The leftwing candidate also blasted Ávila for refusing to engage in a debate on a Mar. 5 programme organised by the CNN television news network.

“We will build a government of national unity; change is urgently needed,” Funes, a veteran television broadcaster and talk show host, told his followers on Avenida Juan Pablo II, a main artery that cuts across the capital from east to west.

ARENA’s final rally drew around 50,000 people to the Cuscatlán stadium, where Ávila offered support to those who are “overwhelmed” by economic problems.

“To me it is unacceptable that there are families who do not have electricity and running water, and that there are still adults who can’t read in El Salvador,” said the candidate, a former National Civil Police chief, who hopes to win a fifth consecutive term for ARENA.

Ávila, the president of ARENA, urged voters to “defend our system of freedoms and defeat the prospect of becoming just another pawn in the totalitarian delirium of Hugo Chávez.”

In a survey carried out Feb. 1-15 by the University Institute of Public Opinion (IUDOP), 49.3 percent of respondents said they would vote for Funes, against 31.7 percent who favoured Ávila – a 17.6 percent lead.

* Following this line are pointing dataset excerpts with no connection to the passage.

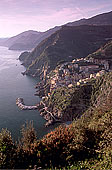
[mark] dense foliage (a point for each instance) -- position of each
(66, 44)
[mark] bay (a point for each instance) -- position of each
(13, 85)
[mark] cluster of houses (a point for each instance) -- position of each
(77, 72)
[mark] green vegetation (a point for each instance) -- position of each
(104, 52)
(85, 144)
(66, 44)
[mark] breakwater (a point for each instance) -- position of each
(22, 106)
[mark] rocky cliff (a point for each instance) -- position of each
(66, 44)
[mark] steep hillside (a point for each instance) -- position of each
(101, 19)
(66, 44)
(23, 40)
(27, 40)
(85, 144)
(104, 52)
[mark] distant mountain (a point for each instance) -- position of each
(30, 39)
(23, 40)
(27, 40)
(104, 52)
(2, 41)
(101, 19)
(66, 44)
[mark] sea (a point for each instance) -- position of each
(13, 85)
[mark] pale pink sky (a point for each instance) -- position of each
(17, 16)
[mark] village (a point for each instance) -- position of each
(78, 72)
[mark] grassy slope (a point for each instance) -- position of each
(104, 53)
(69, 41)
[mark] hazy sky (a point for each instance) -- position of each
(17, 16)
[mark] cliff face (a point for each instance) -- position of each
(101, 19)
(68, 103)
(104, 52)
(66, 44)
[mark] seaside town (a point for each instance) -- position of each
(77, 72)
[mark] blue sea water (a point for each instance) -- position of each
(13, 85)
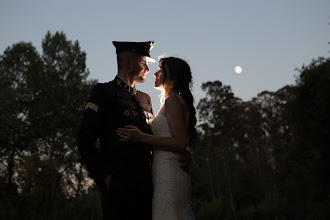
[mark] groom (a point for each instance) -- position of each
(120, 169)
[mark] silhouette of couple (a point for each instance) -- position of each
(141, 164)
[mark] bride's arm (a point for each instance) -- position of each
(176, 122)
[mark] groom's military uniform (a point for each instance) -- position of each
(110, 106)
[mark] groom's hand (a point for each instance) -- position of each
(184, 160)
(107, 181)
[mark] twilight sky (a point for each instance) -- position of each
(267, 38)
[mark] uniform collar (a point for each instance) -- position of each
(122, 84)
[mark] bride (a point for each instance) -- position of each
(173, 130)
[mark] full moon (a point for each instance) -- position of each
(238, 69)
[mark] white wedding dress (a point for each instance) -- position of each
(171, 185)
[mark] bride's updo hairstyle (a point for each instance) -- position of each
(180, 74)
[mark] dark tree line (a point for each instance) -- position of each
(265, 158)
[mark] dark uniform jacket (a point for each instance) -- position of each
(113, 105)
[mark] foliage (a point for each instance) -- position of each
(42, 103)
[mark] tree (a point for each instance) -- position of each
(308, 185)
(43, 101)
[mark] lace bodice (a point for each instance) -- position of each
(172, 187)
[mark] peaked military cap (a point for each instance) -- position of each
(142, 48)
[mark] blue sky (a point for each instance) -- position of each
(268, 39)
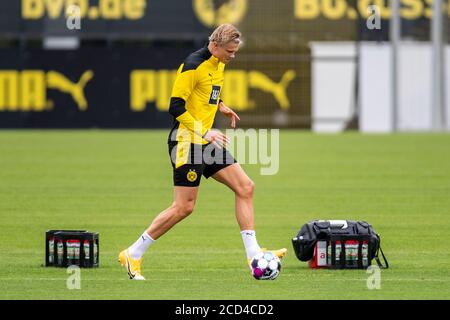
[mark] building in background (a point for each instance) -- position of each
(311, 64)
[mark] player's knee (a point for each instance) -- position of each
(184, 209)
(246, 189)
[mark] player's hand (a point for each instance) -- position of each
(229, 113)
(217, 138)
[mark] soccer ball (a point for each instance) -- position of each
(265, 266)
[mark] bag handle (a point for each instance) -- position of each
(377, 259)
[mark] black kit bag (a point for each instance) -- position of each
(349, 244)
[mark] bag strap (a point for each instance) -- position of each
(377, 259)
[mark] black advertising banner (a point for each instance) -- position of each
(99, 18)
(86, 88)
(267, 22)
(130, 88)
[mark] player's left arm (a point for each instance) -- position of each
(229, 113)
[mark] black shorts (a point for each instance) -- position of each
(191, 161)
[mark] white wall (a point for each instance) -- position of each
(332, 82)
(333, 86)
(375, 87)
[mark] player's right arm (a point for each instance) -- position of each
(184, 85)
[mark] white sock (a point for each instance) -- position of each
(137, 249)
(250, 243)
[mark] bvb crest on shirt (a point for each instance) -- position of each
(213, 13)
(192, 175)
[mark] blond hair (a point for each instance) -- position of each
(225, 33)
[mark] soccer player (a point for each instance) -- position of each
(196, 149)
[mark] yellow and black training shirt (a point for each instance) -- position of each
(195, 96)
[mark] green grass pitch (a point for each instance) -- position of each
(115, 182)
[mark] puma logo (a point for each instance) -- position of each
(262, 82)
(58, 81)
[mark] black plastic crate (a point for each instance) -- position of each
(72, 247)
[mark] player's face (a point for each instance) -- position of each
(227, 52)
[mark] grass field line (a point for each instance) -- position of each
(218, 280)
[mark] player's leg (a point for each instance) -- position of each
(182, 206)
(237, 180)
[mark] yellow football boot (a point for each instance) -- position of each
(133, 266)
(280, 253)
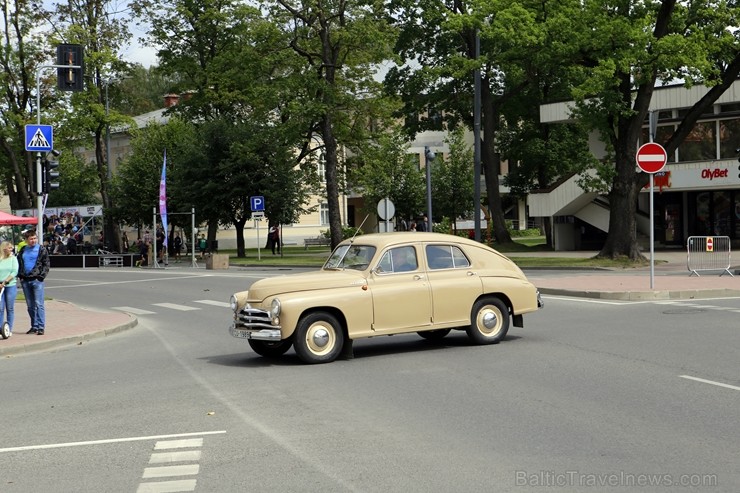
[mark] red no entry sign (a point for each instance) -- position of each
(651, 157)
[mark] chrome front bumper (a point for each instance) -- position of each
(259, 335)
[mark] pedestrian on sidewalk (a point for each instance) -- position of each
(8, 273)
(33, 266)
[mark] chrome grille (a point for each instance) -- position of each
(252, 318)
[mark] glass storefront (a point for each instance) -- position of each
(714, 213)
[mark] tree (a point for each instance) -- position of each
(136, 184)
(623, 53)
(95, 25)
(437, 49)
(339, 42)
(452, 180)
(383, 169)
(238, 73)
(77, 182)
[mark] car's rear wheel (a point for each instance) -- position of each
(434, 335)
(270, 349)
(489, 321)
(318, 338)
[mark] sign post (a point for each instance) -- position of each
(257, 203)
(651, 158)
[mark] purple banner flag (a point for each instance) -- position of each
(163, 197)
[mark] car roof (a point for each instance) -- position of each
(380, 240)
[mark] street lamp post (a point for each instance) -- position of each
(107, 130)
(429, 156)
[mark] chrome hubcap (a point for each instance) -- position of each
(320, 338)
(490, 320)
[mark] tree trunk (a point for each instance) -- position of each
(332, 181)
(622, 238)
(491, 161)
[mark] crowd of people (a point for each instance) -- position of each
(63, 234)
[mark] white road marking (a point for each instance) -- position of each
(167, 486)
(710, 382)
(214, 303)
(585, 300)
(167, 471)
(174, 306)
(111, 440)
(169, 457)
(131, 309)
(193, 442)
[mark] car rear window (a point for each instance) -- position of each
(446, 257)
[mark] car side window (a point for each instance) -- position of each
(399, 259)
(459, 259)
(439, 257)
(446, 257)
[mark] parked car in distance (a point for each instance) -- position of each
(385, 284)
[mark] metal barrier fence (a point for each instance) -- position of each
(708, 253)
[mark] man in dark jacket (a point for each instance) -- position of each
(33, 266)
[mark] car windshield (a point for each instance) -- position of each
(356, 257)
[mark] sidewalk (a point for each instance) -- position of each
(65, 324)
(671, 281)
(69, 324)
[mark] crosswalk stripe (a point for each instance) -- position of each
(174, 306)
(185, 443)
(167, 471)
(168, 457)
(214, 303)
(167, 486)
(131, 309)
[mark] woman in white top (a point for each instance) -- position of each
(8, 272)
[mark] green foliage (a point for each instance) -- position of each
(77, 183)
(136, 185)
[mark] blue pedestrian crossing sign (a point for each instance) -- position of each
(39, 138)
(257, 202)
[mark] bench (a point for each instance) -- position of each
(320, 240)
(110, 261)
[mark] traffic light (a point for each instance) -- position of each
(70, 79)
(50, 172)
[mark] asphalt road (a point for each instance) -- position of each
(589, 396)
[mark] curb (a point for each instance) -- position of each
(68, 340)
(688, 294)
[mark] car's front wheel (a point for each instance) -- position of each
(270, 349)
(489, 321)
(318, 338)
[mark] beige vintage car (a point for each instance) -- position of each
(385, 284)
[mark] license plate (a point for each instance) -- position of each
(244, 334)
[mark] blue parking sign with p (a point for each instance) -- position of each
(257, 202)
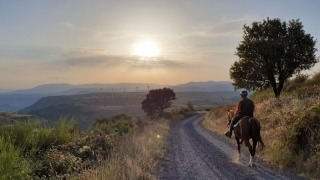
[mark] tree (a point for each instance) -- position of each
(271, 52)
(157, 100)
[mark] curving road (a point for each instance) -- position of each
(197, 153)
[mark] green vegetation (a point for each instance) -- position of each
(271, 52)
(117, 147)
(34, 150)
(157, 101)
(290, 125)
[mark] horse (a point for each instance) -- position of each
(248, 128)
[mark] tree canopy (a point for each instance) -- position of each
(157, 100)
(271, 52)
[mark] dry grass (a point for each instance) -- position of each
(216, 120)
(277, 118)
(136, 157)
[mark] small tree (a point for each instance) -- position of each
(270, 53)
(157, 100)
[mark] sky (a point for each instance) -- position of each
(132, 41)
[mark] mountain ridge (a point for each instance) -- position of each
(19, 99)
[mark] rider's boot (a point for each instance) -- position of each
(229, 133)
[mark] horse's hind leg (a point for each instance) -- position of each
(239, 147)
(247, 143)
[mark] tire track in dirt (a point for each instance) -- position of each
(197, 153)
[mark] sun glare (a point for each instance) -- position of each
(147, 48)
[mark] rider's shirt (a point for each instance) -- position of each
(246, 107)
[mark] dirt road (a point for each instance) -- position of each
(197, 153)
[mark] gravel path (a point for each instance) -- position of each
(197, 153)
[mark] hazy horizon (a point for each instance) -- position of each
(144, 41)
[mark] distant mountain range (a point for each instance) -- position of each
(18, 99)
(88, 107)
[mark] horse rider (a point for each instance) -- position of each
(245, 108)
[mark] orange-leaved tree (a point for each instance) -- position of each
(157, 100)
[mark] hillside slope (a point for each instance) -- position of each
(290, 126)
(90, 106)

However, 14.3 percent did not say who they planned to vote for.

IUDOP director Jeannette Aguilar told IPS that it is not yet possible to say who will win on Sunday, since ARENA controls the entire state apparatus.

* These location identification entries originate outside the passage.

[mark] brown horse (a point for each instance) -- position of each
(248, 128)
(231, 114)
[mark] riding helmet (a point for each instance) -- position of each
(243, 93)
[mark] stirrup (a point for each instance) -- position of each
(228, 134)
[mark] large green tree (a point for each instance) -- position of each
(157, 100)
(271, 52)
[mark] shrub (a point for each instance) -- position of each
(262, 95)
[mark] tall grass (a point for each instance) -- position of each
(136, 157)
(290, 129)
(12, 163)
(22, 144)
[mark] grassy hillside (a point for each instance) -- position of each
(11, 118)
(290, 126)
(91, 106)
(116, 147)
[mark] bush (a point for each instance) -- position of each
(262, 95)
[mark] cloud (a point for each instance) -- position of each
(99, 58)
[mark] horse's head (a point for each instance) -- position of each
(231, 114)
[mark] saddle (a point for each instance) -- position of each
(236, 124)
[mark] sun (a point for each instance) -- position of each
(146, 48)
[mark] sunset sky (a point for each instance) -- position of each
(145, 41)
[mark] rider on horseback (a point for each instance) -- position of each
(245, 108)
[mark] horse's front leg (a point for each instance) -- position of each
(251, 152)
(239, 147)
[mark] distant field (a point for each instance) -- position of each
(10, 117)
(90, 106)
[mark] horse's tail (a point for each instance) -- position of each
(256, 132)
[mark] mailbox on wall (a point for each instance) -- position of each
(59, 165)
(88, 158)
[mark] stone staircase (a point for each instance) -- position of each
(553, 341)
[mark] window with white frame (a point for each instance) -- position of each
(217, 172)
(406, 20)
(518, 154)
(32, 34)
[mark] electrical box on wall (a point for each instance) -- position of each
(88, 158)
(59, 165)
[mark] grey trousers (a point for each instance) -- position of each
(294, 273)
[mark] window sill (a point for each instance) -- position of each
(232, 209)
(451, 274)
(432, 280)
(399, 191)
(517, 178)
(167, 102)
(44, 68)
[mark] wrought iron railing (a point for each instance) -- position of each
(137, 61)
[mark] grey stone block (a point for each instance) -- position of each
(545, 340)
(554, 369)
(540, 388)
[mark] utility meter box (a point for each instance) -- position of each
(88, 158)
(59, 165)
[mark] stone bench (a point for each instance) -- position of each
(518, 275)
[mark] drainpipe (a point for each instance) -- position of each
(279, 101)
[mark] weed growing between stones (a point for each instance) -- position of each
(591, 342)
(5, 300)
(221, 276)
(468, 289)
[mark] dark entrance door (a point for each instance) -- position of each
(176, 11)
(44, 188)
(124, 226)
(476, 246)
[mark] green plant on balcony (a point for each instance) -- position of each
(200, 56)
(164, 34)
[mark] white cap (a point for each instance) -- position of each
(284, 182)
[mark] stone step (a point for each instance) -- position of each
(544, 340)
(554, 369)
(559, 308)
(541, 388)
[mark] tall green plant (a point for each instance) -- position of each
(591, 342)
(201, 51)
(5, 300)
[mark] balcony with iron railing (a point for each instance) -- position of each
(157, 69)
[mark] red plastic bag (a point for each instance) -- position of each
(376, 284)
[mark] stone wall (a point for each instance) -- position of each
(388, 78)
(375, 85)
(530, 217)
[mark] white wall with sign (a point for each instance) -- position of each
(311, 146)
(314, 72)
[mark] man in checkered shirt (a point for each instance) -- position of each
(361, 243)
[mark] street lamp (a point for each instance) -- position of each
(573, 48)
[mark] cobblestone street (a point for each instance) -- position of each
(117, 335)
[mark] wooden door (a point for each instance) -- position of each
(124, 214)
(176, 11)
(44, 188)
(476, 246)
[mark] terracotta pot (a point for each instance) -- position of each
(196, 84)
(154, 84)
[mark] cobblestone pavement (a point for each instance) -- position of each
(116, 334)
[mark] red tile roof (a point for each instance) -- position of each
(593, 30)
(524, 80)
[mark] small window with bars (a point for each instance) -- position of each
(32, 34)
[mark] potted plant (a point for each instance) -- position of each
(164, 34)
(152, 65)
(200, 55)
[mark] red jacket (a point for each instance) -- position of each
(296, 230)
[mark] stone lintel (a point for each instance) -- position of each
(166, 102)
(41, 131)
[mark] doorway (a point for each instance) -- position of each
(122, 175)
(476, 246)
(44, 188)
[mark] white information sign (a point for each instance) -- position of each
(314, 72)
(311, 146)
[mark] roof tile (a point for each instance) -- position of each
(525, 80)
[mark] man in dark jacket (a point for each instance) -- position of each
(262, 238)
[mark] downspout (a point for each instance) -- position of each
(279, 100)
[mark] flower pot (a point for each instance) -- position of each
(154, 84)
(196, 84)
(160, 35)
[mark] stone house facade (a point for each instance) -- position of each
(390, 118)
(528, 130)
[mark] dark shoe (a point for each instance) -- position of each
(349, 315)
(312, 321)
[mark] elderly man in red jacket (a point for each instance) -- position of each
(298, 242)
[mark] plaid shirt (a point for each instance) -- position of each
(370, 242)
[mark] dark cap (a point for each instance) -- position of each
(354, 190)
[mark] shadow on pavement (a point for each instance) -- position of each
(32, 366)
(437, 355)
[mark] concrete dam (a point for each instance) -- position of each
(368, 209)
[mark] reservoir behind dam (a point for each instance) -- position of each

ARENA is banking on the possibility that Funes will fail to win the 50 percent plus one vote needed to avoid a runoff.

Rafael Roncagliolo, a Peruvian sociologist, journalist and election consultant who visited El Salvador in early March, described the media fear campaign against the FMLN as “atrocious and denigrating.”

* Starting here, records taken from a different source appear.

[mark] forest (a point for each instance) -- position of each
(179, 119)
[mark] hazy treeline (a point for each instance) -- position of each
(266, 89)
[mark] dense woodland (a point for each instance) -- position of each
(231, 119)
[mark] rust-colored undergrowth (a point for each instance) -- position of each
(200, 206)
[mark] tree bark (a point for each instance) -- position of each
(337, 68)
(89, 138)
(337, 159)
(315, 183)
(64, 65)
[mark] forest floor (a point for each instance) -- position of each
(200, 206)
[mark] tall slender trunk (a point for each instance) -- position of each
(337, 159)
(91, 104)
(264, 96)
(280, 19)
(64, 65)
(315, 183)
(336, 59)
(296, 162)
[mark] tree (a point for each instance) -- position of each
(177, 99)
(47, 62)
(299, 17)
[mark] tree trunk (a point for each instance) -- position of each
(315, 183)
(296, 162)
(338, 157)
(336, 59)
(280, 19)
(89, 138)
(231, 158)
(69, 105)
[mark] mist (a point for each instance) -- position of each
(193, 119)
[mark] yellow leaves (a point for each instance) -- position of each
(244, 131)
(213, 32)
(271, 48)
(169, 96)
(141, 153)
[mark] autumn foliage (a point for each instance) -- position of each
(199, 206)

José Ramos, a 41-year-old private security agent, said either candidate could win the race, but added that he hoped for “a change, for the good of our children.”

Raúl Ayala, a 76-year-old pensioner, said he backed ARENA, which he said would “defend freedom and national sovereignty.”

This week, 140 U.S. and Latin American academics sent an open letter to U.S. Secretary of State Hillary Clinton, calling on the Barack Obama administration to “categorically disavow the allegations made in the…fear campaigns” and to “emphasise that the Government of the United States is committed to working with any political party that wins the Salvadoran Presidency”.

The letter says “The problems of the Salvadoran electoral system are structural and so severe that they tip the balance in favour of the party holding executive office.”

The 140 experts on Latin America further state that “The Supreme Electoral Tribunal, like almost all other Salvadoran institutions including the Supreme Court and the major news media, are highly politicised and unduly influenced by partisan interests, particularly in favour of the party holding executive office.”

Civil society groups have reported that public officials and the owners of private businesses have threatened to fire their employees if they do not prove that they voted for ARENA, by using their cell phones to snap a shot of their ballot.

El Salvador’s economic crisis has been aggravated by the recession in the United States, where 90 percent of the 2.9 million Salvadorans living abroad reside. In 2008, Salvadorans in the U.S. sent home nearly four billion dollars in remittances, equivalent to 17 percent of GDP.

This Central American nation, which already has one of the highest murder rates in the world – 61 homicides per 100,000 population – is suffering from a growing wave of violence, related to organised crime, youth gangs, vengeance killings and even alleged rightwing death squads.

Although the FMLN has consolidated the hard-line leftwing vote and has expanded towards the centre, analysts say it may fall short of the absolute majority of votes needed for a first-round victory.

If Funes does win, he will head the first leftwing government in the history of this nation, which has been governed by conservatives and military dictatorships since it became an independent republic in 1838.